Mercifully this vice has long since departed from my life; so long, indeed, that I can barely remember why it was, those years ago, I bid this thing a fond farewell. However, I'll strain my memory, and see if I can't make a strong enough case to get it into room 101.
Attacking individual traits of particular religions isn't the way forward, for it will only allow the possibility of followers from other camps assuming their chosen religion to be superior to the one containing such traits as could be attacked if their own happens not to contain the trait in question; and as I see all religions to be equally detrimental to the happiness of the world, I can't allow this to happen, and so I will treat religions not with regard to specific aspects of each religion in turn, but in general terms.

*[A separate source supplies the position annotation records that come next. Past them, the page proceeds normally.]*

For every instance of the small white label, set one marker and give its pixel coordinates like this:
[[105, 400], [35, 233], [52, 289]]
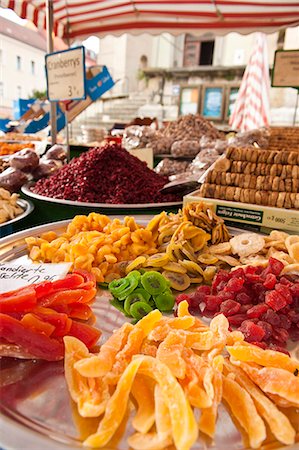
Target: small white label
[[14, 275]]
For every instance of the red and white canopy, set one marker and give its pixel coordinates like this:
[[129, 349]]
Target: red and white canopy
[[81, 18]]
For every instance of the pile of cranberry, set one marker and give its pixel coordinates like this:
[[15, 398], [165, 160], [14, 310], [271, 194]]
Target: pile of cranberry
[[259, 302]]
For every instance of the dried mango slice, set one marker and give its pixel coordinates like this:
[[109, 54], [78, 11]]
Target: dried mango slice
[[244, 410], [162, 416], [116, 407], [266, 358], [207, 421], [275, 381], [149, 441], [277, 421], [90, 394], [143, 393], [183, 424], [170, 353], [101, 364]]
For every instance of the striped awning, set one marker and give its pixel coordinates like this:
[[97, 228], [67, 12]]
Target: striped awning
[[81, 18]]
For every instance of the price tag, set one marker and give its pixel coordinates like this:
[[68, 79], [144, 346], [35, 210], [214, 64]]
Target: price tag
[[15, 275], [66, 78]]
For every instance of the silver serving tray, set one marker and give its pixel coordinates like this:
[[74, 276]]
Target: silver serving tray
[[27, 206], [37, 412], [27, 191]]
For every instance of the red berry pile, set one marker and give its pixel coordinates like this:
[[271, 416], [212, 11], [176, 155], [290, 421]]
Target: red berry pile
[[259, 302]]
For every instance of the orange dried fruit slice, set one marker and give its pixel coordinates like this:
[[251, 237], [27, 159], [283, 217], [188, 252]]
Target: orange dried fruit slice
[[266, 358], [243, 409], [116, 407], [143, 393], [277, 421], [162, 416], [99, 365], [207, 421], [275, 381], [90, 394], [170, 353]]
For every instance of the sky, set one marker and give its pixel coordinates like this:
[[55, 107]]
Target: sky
[[92, 43]]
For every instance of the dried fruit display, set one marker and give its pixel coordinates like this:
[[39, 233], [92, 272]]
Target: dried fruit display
[[254, 175], [176, 369], [263, 303], [106, 175]]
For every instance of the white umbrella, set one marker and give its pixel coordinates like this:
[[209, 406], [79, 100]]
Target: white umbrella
[[251, 109]]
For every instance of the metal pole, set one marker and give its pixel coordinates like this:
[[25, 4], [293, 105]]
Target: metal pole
[[50, 48]]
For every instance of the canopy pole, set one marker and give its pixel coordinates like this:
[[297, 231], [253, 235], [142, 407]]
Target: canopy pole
[[50, 48]]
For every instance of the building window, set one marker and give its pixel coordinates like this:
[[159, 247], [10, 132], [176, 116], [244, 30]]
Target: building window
[[197, 52], [18, 63]]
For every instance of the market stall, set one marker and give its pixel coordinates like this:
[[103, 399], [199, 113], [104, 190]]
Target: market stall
[[167, 330]]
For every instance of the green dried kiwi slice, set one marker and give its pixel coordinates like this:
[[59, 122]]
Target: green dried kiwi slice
[[165, 301], [153, 282], [178, 281], [139, 310], [157, 260]]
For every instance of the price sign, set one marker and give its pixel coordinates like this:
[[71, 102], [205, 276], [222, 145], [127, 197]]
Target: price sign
[[286, 69], [65, 73]]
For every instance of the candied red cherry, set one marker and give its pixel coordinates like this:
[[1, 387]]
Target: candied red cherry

One of the biggest crimes of religions seems to me to be what I consider their mass separative tendency. By which I mean that, to be a part of one religion, one cannot be a part of another, thus a person is separated from all those who are not members of their same religion, and the religion as a whole is seen as being separate from all other things. A consequence of this separation is that people are virtually discouraged from seeking out other modes of thought or pieces of wisdom than those which their own religion imposes on them, and so they are virtually trapped and have little means of escape. Even if a thing is perfectly acceptable, or I could say desirable, I feel it is necessary for the possibility to leave it to be present, and also that other possibilities be acknowledged and discussed. In religions, as far as I can see, such possibilities are not.
This separation then leads onto a further, more potentially disastrous situation: with the members of a religion being not allowed to consider other possible modes of thinking, such other modes as do really exist seem not to exist for them, and so an opinion other than their own and that of their religion is considered stupid and intolerable. This intoleration then in turn may lead to conflict, with the persons or religions on each side being outraged that the others do not follow their cause.
These reasons alone, I feel, are sufficient for religion to be consigned to room 101, but there is more.
I see the main function of religion as being to exert a controlling force on its followers - to keep them behaving themselves, and above all to keep them a part of the party. However, they are not content with that, but insist on interfering with people, good wholesome people, who want nothing do with these religions whatsoever and are quite happy as they are, thank you very much. There is this incessant determination to recruit as many followers as possible - for whatever motives, although I don't think it too outlandish a suggestion that money, that other thing in need of a good long stretch in room 101, is a key factor - that stretches so far as, and has the barefaced audacity, to have it that any children of their followers are snatched up and innocently ensnared into the party, without any real thought for the happiness of that child, or respect for that child's right to formulate, in due course, his or her own philosophies and thoughts on life. This clause is absolutely unacceptable, and alone is reason enough for religion's consignment to room 101.
Please, at least one of my attempts must be consigned to room 101. Have I reasoned enough in this instance? You are to decide.
Word of the Week
Religion
religion n. 1 the belief in a superhuman controlling power, esp. in a personal God or gods entitled to obedience and worship. 2 the expression of this in worship. 3 a particular system of faith and worship. 4 life under monastic vows (the way of religion). 5 a thing that one is devoted to (football is their religion).